Su director, el dublinés John Carney, recupera esta idea para realizar Begin Again, una suerte de nueva versión de Once con presupuesto más elevado, reparto de estrellas y con la Gran Manzana como nuevo escenario. Begin Again es la historia de Gretta (Keira Knightley), una compositora británica que vive en Nueva York a la sombra de su prometido, Dave (Adam Levine), que está inmerso en pleno proceso de transformación en una gran estrella de la música gracias a su participación en una exitosa película (como la vida misma, que diría Carney). Una noche, durante una actuación en un bar del East Village, Gretta es descubierta -muy a su pesar- por el presidente de un sello discográfico, Dan (Mark Ruffalo), que le propone grabar un disco con él al margen de las majors, y de la ley, reclutando músicos amateur, familiares y amigos, y con distintas localizaciones de la ciudad de Nueva York como estudios de grabación improvisados para cada canción.

Cartel BEGIN AGAINBegin Again es una película tan común y predecible como reconfortante y universal, un dulce que no amarga a nadie, vaya. El filme despierta simpatía a base de buenas actuaciones, y echando mano de lugares comunes siempre complacientes -como el del padre ausente que conecta con su hija adolescente (Hailee Steinfeld, cómo no). Carney utiliza la misma fórmula que en Once, para presentarnos un romance en este caso mucho más soslayado que el de Guy y Girl, uno que lleva por derroteros inesperados, sobre todo en su desenlace. Lo queramos o no, Begin Again acaba calando a base de buenas intenciones, y sobre todo gracias a un notable casting y unas interpretaciones que rebosan química y naturalidad (los actores están tan cómodos, que a veces dejan de actuar y se limitan a disfrutar el momento). Keira Knightley rebaja sus cotas de histrionismo (sigue siendo la misma histérica de siempre, pero a menor escala), Mark Ruffalo está idóneo en el papel de rufián encantador (aunque necesite ir al logopeda urgentemente), y Adam Levine, líder del grupo Maroon 5, sorprende en su primer papel importante con una actuación que da con las notas adecuadas, fluctuando acertadamente entre la parodia y la humanidad a la hora de dar vida a su personaje.
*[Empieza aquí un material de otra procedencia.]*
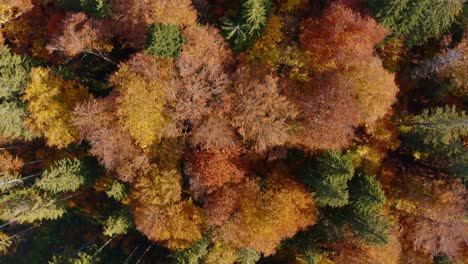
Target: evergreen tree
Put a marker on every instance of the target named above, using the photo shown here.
(164, 41)
(327, 177)
(117, 191)
(14, 74)
(253, 18)
(65, 176)
(12, 117)
(438, 132)
(96, 8)
(365, 210)
(29, 205)
(118, 224)
(418, 20)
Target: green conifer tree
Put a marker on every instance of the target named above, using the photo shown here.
(66, 175)
(118, 224)
(12, 126)
(14, 74)
(164, 41)
(418, 20)
(327, 177)
(249, 25)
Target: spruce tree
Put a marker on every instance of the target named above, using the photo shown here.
(12, 117)
(327, 178)
(365, 209)
(438, 132)
(418, 20)
(14, 74)
(242, 30)
(66, 175)
(118, 224)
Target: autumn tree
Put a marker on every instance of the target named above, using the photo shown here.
(51, 100)
(81, 34)
(210, 171)
(259, 224)
(261, 114)
(327, 177)
(28, 205)
(150, 82)
(417, 21)
(431, 210)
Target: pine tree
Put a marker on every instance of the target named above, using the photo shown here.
(118, 224)
(417, 20)
(117, 191)
(164, 40)
(327, 177)
(66, 175)
(96, 8)
(365, 210)
(12, 117)
(29, 205)
(438, 132)
(241, 31)
(14, 74)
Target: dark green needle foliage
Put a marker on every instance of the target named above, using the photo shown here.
(96, 8)
(118, 224)
(164, 41)
(438, 132)
(65, 176)
(365, 209)
(28, 206)
(327, 177)
(242, 30)
(12, 126)
(14, 74)
(117, 191)
(417, 20)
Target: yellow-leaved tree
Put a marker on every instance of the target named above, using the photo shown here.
(146, 86)
(51, 100)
Curiosamente, lo menos cuidado de la película son las canciones. Melódicamente funcionan, se quedan en la cabeza, y cumplen su propósito de acompañar emocionalmente a la historia y los personajes, pero fallan estrepitosamente las letras (subtituladas en su versión en castellano, claro está), que parecen haber sido escritas viendo la tele, tremendamente cursis y facilonas, incluso ridículas, tanto que en ocasiones uno se pregunta si estamos ante un elemento paródico. Se salva la inspirada pieza central de la banda sonora, la balada “Lost Stars“, interpretada por Levine. Aún con todo, la música está siempre en el corazón del relato, nos da las mejores escenas (la ruptura de Gretta y Dave, el paseo nocturno compartiendo iPod, la emocionante última grabación en la azotea) y marca el tempo de manera que Begin Again no tiene un solo bajón de ritmo, logrando la hazaña de componer el equivalente a un “disco” sin relleno innecesario. Carney no arriesga en ningún sentido, se limita a mantenerse en su elemento y repetir lo que se le dio bien una vez, incluyendo tímidamente varias reflexiones sobre el estado de la industria discográfica, pero nada más. Lo importante de Begin Again es tanto su relación como la de los personajes con la música, y cómo estos la utilizan para comunicarse y refugiarse, para curar heridas y mirar hacia el futuro. El resultado es una película tremendamente cálida y acogedora que despertará en más de uno la necesidad de perseguir un sueño.